I want to write this post to reflect that ministries require leaders to accept different roles and responsibilities, and people gravitate toward one set or type. God has gifted and talented each of us with a somewhat unique set of qualities and strengths that makes some roles easier and others harder. While there is significant overlap between major role groups, passion is often the determining factor of this gravitation.
If you have a passion for creating the optimal environment for the unsaved to encounter the living God, to create programs that help people grow, to create opportunities for people to bring friends and coworkers. You may gravitate toward the Evangelist or Program Coordinator group.
If you have a passion for helping people grow in the knowledge of Christ, to encourage them to understand the scripture for themselves, to enter into accountable relationships and to pray for and care for each other. You may gravitate toward the Teacher or Shepherd group.
If you have a passion for making the best use of the resources that God has provided, to create an environment that is rational, realistic, organized, and under control, to follow the leading of the Holy Spirit by effectively marshaling Kingdom resources. You may gravitate towards the Steward or Policy Maker group.
If you have a passion for praising God or intercessory prayer, to help others unencumber themselves of workaday concerns and focus solely on the adoration and praise of God in all His Glory, or to continuously lift others up in prayer to bring the concerns of the body to the throne of Christ. You may gravitate towards the Worship Leader or Prayer Warrior group.
Why is this important? Because our passion for ministry is what makes ministry great. When we use our gifts and talents in God’s service we are the most alive. Passionless ministry is ineffective ministry. It is flat and unattractive.

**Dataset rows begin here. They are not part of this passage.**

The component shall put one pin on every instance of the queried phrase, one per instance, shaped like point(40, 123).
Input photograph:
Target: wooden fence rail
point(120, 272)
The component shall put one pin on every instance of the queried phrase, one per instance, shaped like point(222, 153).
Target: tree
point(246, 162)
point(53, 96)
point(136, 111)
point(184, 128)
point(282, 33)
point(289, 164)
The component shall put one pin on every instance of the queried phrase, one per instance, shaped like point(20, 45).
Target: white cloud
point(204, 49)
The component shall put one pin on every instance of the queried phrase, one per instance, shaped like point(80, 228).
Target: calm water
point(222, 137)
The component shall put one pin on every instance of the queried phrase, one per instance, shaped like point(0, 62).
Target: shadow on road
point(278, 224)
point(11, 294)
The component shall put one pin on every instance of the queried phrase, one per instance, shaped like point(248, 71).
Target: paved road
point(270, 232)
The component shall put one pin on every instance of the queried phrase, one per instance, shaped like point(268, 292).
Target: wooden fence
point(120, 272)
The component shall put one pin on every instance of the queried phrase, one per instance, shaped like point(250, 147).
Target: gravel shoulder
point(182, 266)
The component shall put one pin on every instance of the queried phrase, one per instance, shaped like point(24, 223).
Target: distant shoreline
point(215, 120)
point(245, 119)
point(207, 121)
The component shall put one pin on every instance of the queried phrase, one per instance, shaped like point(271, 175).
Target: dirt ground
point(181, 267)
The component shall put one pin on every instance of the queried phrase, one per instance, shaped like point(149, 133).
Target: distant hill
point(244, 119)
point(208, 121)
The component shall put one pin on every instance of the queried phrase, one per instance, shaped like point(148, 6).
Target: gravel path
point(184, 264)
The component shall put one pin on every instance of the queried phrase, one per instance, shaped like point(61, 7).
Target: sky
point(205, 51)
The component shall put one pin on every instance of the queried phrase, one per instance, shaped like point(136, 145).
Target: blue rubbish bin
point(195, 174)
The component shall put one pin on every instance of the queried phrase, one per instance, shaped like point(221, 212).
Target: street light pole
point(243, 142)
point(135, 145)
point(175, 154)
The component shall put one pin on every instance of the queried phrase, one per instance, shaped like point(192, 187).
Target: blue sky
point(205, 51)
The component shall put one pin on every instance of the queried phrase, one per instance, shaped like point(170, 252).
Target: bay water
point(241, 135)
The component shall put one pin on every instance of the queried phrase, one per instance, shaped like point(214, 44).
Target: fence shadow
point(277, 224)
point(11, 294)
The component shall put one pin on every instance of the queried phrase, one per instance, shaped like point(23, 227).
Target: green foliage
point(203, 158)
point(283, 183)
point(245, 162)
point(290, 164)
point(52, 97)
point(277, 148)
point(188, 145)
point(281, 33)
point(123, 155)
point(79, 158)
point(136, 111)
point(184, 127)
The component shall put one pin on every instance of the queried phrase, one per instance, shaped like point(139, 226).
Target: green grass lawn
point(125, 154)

I have sat on church boards, and recognize that sometimes church boards membership is skewed toward or away from one or more of the groups above. Church boards, ideally, should inventory their passions and understand their internal bias – and be able to compensate. Sometimes whole congregations are biased by their leadership’s giftedness, and single-focused passion. God has intentionally given a diverse set of gifts and talents specifically for the edification of the body (Church), so why would we value some gifts and talents more than others?
There is a very human tendency to assume that everyone else thinks and feels as we do. This tendency causes us to gravitate towards others who express things “our way”. Even within the church, this can cause factions and cliques, centered around our giftedness and passion for ministry. This can begin to infect our selection of leaders and our process for nominating board members. This gravitation within leadership, can manifest itself as a strong sense of unity, but is really the result of a lack or even an intentional limiting of diversity of passion for ministry and valuing specific spiritual gifts above others. Over time, this can lead to a narrowing of focus in the general ministry and potentially a veering away from the truth of the full gospel.
When selecting leaders, passion and spiritual gifts should be contemplated. It is sensible to maintain a balance of passions within the leadership community. The natural tension deriving from diverse passions for ministry is healthy. The unity that comes from resolving this natural tension is a true spiritual unity delivered through the Holy Spirit. By learning (because it is not natural, but supernatural) to value the passions of others, and lending our gifts to support their passions, leadership is then growing through diversification. The hard work of bringing ourselves into a position of unity is aided by the Holy Spirit, to God’s glory. This is the desired result, rather than experiencing the hollow unity that results from man’s intentional or unintentional limiting of diversity.